Der ursprüngliche Plan sah vor, 2014 erste Crevetten auf den Markt zu bringen. Nun reden Sie von Ende 2017. Warum dauerte alles so viel länger?
Möchten Sie die 67 Versionen unseres Businessplans sehen? Kurz zusammengefasst lautet die Antwort: Weil wir schlicht keine Ahnung hatten zu Beginn. Unsere Marktforschung war naiv und oberflächlich, unsere Produktions- und Betriebsideen waren weltfremd. Wir sind viel gereist, nach Holland und Deutschland, zu Wissenschaftlern, Branchenkennern und Technologieanbietern. Zudem braucht der Aufbau eines Netzwerks viel Zeit, wenn man ein neues Produkt lancieren will. Wir mussten uns mit zwölf Behörden an den Tisch setzen, auch das geht nicht von heute auf morgen.
Wie viel haben Sie ins Projekt investiert?
Wir brauchten für die Erarbeitung eines wasserdichten Businessplans und den Bau der Testanlage rund 250’000 Franken.

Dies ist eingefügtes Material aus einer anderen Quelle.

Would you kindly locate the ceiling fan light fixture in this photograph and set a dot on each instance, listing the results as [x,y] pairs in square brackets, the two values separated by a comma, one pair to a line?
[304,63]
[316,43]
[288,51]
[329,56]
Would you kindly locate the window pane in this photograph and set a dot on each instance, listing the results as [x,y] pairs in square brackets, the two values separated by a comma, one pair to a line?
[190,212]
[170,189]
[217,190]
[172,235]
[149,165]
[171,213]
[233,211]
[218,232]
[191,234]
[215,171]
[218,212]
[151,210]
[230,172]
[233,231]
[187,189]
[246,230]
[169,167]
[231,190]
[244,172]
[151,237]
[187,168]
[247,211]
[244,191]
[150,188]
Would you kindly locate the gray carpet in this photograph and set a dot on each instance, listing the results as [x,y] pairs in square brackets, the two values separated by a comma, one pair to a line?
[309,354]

Die Hälfte stammt von uns, die andere Hälfte von privaten Investoren. Dazu kommen rund 6000 Arbeitsstunden, die wir geleistet haben, ohne uns einen Franken Lohn zu zahlen. Das war übrigens einer der heiklen Punkte in der noch jungen Firmengeschichte. Man startet als Freunde, wird zu Projektpartnern und stellt irgendwann fest, dass sich nicht alle Gründer gleich stark engagieren, weil der eine längere Ferien, der andere eine Ausbildung machen will, der dritte eine Familie gründet etc. Früher oder später gehts dann ums Geld, und es lohnt sich, das möglichst bald anzusprechen. Wir haben uns für 48 Stunden auf eine Alphütte im Eriz zurückgezogen und dort ausgehandelt, wer welche Anteile am Unternehmen erhält – proportional zum Arbeitseinsatz. Zusätzlich haben wir einen Aktionärsbindungsvertrag unterzeichnet, damit niemand verkaufen und aussteigen kann.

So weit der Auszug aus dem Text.